# JAXB Unmarshalling mehrerer Objekte



## blablaman (19. Aug 2010)

Hallo,

ich stehe vor folgendem Problem.

Ich habe eine XML mit folgender Struktur.

<rdf:RDF version="0.91">

    <entries>

    </entries>

    <entries>

    </entries>

...

</rdf:RDF>

Ich möchte daraus ein Array von Entries(Offers)-Objekten generieren. Meine Frage ist nun, wie ich das lösen soll. 
Eine mögliche Lösung, die ich gefunden habe, ist eine Klasse zu erstellen, welche eine Liste von Offers(Quellcode) enthält.
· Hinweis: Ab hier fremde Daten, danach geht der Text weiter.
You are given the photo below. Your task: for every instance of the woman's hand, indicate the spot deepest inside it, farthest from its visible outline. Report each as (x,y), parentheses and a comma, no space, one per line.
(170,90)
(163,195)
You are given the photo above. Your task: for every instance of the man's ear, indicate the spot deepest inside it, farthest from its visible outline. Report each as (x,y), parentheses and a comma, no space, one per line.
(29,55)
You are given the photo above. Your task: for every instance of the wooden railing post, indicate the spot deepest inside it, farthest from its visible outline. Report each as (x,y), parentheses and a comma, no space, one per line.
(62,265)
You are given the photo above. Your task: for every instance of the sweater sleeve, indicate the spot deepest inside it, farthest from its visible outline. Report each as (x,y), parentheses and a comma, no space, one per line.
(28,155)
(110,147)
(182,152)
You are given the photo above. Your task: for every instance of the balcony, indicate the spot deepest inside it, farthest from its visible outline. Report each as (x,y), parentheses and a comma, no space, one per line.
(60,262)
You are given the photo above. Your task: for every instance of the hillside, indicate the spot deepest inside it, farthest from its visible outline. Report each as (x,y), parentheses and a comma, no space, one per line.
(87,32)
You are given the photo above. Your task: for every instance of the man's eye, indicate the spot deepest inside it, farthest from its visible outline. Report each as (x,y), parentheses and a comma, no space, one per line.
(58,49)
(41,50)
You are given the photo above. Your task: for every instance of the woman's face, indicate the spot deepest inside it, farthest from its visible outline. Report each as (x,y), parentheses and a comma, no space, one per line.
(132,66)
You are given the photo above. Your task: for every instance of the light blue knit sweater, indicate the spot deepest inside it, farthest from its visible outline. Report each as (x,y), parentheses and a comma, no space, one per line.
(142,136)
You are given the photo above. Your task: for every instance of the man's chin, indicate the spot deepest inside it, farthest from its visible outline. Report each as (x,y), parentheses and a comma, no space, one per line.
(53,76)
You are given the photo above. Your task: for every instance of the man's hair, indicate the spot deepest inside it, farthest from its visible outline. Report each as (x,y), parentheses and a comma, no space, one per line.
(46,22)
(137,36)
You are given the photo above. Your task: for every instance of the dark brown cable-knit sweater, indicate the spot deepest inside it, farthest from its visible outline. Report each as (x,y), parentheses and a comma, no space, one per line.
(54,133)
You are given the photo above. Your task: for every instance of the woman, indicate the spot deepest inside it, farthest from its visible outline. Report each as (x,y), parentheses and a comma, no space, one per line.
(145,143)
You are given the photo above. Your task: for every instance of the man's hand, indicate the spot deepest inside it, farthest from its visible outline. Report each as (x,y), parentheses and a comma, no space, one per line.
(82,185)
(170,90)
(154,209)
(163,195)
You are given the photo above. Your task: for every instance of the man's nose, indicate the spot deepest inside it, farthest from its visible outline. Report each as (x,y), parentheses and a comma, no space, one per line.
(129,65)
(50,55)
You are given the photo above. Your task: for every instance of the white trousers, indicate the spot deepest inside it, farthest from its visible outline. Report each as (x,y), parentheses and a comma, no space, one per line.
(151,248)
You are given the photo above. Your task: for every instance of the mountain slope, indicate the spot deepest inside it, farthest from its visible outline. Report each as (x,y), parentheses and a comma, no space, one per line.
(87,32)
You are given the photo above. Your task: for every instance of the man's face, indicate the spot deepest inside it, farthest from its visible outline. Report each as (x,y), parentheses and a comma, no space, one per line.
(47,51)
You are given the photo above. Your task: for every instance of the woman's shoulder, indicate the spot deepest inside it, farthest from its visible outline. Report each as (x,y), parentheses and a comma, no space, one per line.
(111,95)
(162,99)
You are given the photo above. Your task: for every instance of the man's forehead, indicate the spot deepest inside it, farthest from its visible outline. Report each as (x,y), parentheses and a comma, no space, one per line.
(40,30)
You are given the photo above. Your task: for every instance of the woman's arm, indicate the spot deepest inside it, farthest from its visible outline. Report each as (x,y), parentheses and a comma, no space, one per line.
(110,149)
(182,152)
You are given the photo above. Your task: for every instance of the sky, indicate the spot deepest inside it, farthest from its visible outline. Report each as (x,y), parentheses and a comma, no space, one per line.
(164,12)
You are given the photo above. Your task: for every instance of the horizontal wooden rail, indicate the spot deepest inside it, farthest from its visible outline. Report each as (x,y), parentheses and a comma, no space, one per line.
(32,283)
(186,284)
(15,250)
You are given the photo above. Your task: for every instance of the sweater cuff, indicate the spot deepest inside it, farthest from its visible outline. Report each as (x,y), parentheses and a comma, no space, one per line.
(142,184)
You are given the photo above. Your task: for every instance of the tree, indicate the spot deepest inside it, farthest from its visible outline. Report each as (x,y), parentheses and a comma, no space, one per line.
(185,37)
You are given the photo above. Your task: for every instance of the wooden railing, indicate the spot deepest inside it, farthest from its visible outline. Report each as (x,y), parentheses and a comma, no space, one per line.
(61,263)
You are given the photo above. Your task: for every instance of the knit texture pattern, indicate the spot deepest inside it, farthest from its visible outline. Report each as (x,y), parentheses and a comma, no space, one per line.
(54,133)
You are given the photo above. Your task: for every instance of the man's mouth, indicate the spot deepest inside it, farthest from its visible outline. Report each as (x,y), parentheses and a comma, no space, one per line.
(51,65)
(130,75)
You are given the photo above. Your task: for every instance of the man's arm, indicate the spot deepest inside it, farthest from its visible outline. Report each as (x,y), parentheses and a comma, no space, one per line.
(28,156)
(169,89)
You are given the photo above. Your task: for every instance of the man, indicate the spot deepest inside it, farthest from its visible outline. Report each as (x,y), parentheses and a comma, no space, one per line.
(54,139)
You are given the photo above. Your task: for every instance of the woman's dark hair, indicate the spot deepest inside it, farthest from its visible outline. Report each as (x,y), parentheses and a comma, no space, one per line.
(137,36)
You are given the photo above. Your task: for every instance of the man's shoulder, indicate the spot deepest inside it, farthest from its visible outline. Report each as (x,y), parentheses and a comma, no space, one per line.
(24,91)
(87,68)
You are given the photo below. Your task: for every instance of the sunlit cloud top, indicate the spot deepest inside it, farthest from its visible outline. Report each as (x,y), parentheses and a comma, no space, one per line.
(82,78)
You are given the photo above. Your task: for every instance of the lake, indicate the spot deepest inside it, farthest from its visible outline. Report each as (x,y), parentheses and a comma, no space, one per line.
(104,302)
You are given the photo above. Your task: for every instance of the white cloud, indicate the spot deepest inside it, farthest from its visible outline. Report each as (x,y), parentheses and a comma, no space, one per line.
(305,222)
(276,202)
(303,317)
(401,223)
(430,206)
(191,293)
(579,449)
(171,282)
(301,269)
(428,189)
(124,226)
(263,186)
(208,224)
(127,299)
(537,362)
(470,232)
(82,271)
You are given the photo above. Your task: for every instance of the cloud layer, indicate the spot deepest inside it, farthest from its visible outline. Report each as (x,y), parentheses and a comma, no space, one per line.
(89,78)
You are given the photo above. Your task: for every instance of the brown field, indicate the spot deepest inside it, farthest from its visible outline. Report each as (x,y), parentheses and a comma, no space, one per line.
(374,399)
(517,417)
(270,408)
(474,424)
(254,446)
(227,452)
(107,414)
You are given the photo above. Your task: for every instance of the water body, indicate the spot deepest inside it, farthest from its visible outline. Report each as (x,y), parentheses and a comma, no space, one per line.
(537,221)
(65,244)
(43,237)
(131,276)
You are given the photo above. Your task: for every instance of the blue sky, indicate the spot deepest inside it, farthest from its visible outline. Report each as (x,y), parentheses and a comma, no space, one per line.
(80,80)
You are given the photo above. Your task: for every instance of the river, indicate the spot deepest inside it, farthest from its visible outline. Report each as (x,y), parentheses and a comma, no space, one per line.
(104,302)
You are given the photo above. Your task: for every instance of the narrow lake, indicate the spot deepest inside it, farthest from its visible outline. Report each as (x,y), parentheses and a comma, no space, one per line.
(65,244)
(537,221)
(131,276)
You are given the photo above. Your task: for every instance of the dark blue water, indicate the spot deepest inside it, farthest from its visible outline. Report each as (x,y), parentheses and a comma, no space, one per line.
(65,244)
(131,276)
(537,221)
Ich kann die XML dann zu einem Objekt dieser Klasse konvertieren und dann per toArray-Methode in ein Offer-Array umzuwandeln.



```
@XmlRootElement(name = "entries")
@XmlAccessorType(XmlAccessType.FIELD)
@XmlType(propOrder={"id", "startLoc", "startID", ......})
public class Offer1 {
	
	/**
	 * Interne, auto_increment DB-ID 
	 */
	@XmlElement(nillable = false, name = "id", required = true)
	private int id;
	
	
	/**
	 * Startort
	 */
    @XmlElement(nillable = false, name = "startloc", required = true)
	private String startLoc;
    
	/**
	 * Startort-ID
	 */
    @XmlElement(nillable = false, name = "startID", required = true)
	private String startID;
    //.... 
    //Getters und Setters

}
```

Gibt es da eine elegantere Lösung ? Über Tipps würde ich mich freuen.

Grüße


blablaman


----------



## Nexus6 (19. Aug 2010)

Hallo,

wenn ich es richtig verstehe, dass es dir um eine Liste von offers bzw. entries geht, dann
glaube ich, dass dein Beispielklassenmodell noch unvollständig ist.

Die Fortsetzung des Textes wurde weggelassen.